The show, which debuted in 2001, came during a dry period for the single camera style in comedy. The top comedies of that time were all multi-cams, Friends, Frasier, Everybody Loves Raymond, Will and Grace. All extremely well done, funny shows but all still playing more or less within the common framework of the multi-camera setup. The lone exceptions were Fox’s Malcolm In The Middle, itself breaking new ground with it’s own 4th wall breaking and shows from other countries, chiefly, the UK’s The Office which would rapidly become the template for future shows.
Showing just how in touch he was with comedic culture trends, Mr. Wilmore would become involved in creating the American version of The Office some years later. However, when Mac debuted, it had the added twist of an almost all African-American cast and a head of household that straddled the line between urban sensibilities and common family situations. Bernie Mac was not your typical patriarchal figure as he enjoyed tormenting the kids as much as a good game of poker or a cigar. Rather than try to smooth away some of his “urban-ness”, the show allowed Bernie to really be Bernie, PC or not.
At the time there were other shows with predominantly African-American casts, namely The Hughleys, My Wife and Kids and The Steve Harvey Show but none of those gave a true depiction of their stars. In later years and in their standup, Steve Harvey and DL Hughley would often joke that America was always shocked when they cursed or went raunchy with their acts since on TV they seemed so polished.

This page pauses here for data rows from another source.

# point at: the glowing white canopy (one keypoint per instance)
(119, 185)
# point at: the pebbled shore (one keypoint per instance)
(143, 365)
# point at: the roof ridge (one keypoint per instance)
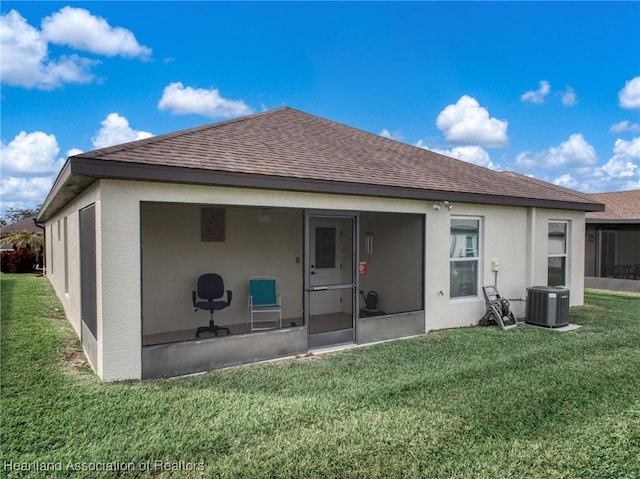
(174, 134)
(547, 185)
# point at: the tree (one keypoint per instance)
(13, 215)
(25, 239)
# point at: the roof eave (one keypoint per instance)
(611, 221)
(79, 172)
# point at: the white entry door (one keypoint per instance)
(330, 278)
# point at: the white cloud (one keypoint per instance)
(25, 49)
(470, 154)
(568, 97)
(30, 164)
(468, 122)
(79, 29)
(620, 172)
(115, 130)
(25, 60)
(396, 135)
(179, 99)
(625, 160)
(629, 96)
(32, 153)
(24, 192)
(537, 96)
(624, 126)
(574, 152)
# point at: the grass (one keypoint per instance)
(465, 403)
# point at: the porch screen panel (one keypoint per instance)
(88, 269)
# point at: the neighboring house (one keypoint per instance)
(612, 238)
(327, 209)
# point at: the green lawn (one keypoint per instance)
(465, 403)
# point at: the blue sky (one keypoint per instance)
(547, 89)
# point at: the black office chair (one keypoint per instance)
(211, 288)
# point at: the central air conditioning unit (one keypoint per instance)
(548, 306)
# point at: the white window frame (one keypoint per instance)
(564, 255)
(476, 259)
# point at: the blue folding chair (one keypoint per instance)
(263, 300)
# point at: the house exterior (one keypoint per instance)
(612, 256)
(326, 209)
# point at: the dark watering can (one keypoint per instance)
(371, 299)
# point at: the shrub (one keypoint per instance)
(21, 260)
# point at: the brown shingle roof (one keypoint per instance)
(622, 206)
(297, 148)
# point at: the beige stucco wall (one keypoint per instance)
(59, 264)
(516, 237)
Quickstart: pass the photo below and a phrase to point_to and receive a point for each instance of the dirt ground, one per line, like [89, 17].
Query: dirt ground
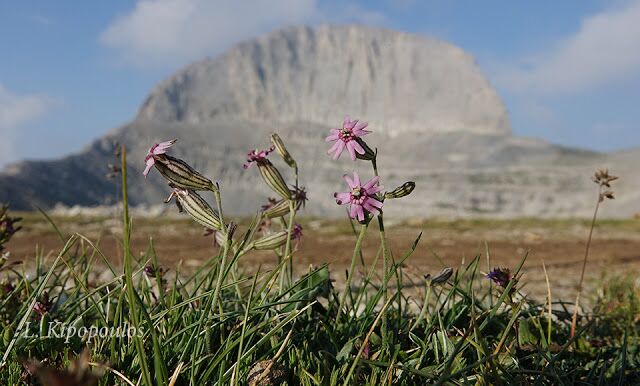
[559, 243]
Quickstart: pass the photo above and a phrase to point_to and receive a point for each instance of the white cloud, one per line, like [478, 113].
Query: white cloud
[16, 110]
[158, 33]
[604, 51]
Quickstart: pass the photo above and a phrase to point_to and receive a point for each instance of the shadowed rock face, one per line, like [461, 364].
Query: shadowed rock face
[435, 118]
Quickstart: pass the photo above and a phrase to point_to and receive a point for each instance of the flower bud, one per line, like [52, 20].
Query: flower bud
[271, 241]
[274, 179]
[401, 191]
[369, 154]
[279, 209]
[180, 174]
[282, 150]
[197, 208]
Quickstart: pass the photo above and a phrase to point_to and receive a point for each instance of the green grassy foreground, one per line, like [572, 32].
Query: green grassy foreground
[463, 336]
[75, 319]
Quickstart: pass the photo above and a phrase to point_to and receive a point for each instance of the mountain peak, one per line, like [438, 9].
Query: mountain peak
[400, 82]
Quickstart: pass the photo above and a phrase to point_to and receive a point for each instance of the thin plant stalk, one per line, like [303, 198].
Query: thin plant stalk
[574, 318]
[356, 253]
[128, 274]
[287, 268]
[425, 306]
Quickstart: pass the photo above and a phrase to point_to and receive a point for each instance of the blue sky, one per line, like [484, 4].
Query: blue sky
[568, 71]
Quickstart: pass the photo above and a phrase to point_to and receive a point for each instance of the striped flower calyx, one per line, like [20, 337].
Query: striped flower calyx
[196, 207]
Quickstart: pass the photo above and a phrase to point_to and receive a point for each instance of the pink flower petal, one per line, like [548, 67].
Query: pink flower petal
[356, 179]
[162, 147]
[334, 147]
[375, 189]
[353, 211]
[332, 137]
[360, 133]
[370, 208]
[349, 181]
[352, 152]
[342, 198]
[149, 163]
[371, 182]
[338, 150]
[375, 203]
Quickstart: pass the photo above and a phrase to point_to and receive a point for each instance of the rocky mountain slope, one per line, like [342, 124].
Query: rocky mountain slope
[435, 117]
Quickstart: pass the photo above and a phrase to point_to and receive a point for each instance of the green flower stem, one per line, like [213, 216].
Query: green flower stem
[287, 267]
[425, 306]
[356, 253]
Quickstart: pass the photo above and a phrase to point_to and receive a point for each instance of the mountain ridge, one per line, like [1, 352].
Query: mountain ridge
[434, 116]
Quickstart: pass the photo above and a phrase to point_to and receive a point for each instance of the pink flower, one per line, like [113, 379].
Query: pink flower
[361, 197]
[157, 149]
[347, 138]
[296, 233]
[257, 156]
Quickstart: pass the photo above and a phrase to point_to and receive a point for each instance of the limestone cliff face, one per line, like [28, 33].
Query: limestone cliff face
[400, 82]
[436, 121]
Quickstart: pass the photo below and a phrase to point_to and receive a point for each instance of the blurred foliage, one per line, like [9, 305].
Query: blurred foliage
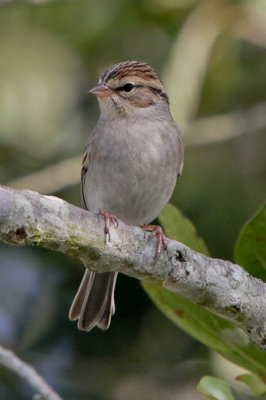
[250, 251]
[211, 56]
[211, 330]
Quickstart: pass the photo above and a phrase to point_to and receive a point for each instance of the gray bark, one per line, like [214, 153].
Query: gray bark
[224, 288]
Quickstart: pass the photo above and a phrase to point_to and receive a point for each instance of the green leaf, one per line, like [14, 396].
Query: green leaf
[211, 330]
[215, 388]
[257, 384]
[250, 250]
[180, 228]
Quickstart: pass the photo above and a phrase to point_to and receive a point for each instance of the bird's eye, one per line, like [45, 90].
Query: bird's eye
[127, 87]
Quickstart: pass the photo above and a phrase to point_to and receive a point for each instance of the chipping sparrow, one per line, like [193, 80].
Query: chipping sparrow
[130, 167]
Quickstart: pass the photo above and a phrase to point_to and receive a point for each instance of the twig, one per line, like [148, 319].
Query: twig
[224, 288]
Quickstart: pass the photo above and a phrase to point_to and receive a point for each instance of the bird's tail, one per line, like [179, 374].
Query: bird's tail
[94, 303]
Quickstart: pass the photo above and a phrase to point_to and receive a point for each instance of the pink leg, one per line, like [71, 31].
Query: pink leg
[107, 218]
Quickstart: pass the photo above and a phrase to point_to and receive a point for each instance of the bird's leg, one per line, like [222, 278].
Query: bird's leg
[107, 218]
[161, 238]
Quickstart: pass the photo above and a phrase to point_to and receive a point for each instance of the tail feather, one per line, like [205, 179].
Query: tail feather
[94, 303]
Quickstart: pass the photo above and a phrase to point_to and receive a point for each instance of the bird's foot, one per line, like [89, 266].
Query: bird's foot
[107, 218]
[161, 238]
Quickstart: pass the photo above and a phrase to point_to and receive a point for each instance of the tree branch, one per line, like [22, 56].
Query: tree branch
[9, 360]
[224, 288]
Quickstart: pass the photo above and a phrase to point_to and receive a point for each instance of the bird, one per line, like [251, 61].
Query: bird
[130, 166]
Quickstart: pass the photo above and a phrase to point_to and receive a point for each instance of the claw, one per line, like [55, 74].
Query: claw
[107, 218]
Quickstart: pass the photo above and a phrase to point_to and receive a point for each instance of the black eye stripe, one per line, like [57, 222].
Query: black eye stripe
[159, 91]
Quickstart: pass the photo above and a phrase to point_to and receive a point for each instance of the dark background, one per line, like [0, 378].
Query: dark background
[211, 57]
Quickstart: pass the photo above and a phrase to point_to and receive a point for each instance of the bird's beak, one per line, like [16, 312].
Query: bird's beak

Bernie Mac, however, doubled down on his persona, not re-casting him as a perhaps more friendly to suburban sensibilities doctor or teacher. Instead he WAS Bernie Mac, a successful standup comedian that people recognized out in the world. Even more interesting, the show flipped some of the typical household roles by having Bernie act as more the stay at home dad since his career enabled him to work more on his own time versus his wife who had a steady and successful 9-5. Bernie is shown being proud that he decorated his house, picked out the tile and furniture and enjoys cooking food, which in many sitcoms is not a sign of male power or masculinity.
Much of the early tension in the show involved Bernie coming to grips with being a true guardian to three kids after living a much simpler life with his wife Wanda. Almost every episode begins with Bernie in his den, giving his take on the world and trying to make sense of how upside down it has become. As is the case, Bernie puts up a tough front but is met with results that force him to re-consider and usually soften his stances. It’s a tried and true formula but what really pushes the show beyond the standard sitcom tropes are the way the show went about framing everything. Neither Bernie nor his family were ever really shown to be too outlandish or stubborn or “sitcom-y”, but instead were normal people with normal reactions to things. They weren’t always mouthpieces for jokes, aside from Mac, who WAS a comedian after all. Sure, the situations could be outsized from time to time as is the nature of TV but the show handled things in surprisingly realistic ways.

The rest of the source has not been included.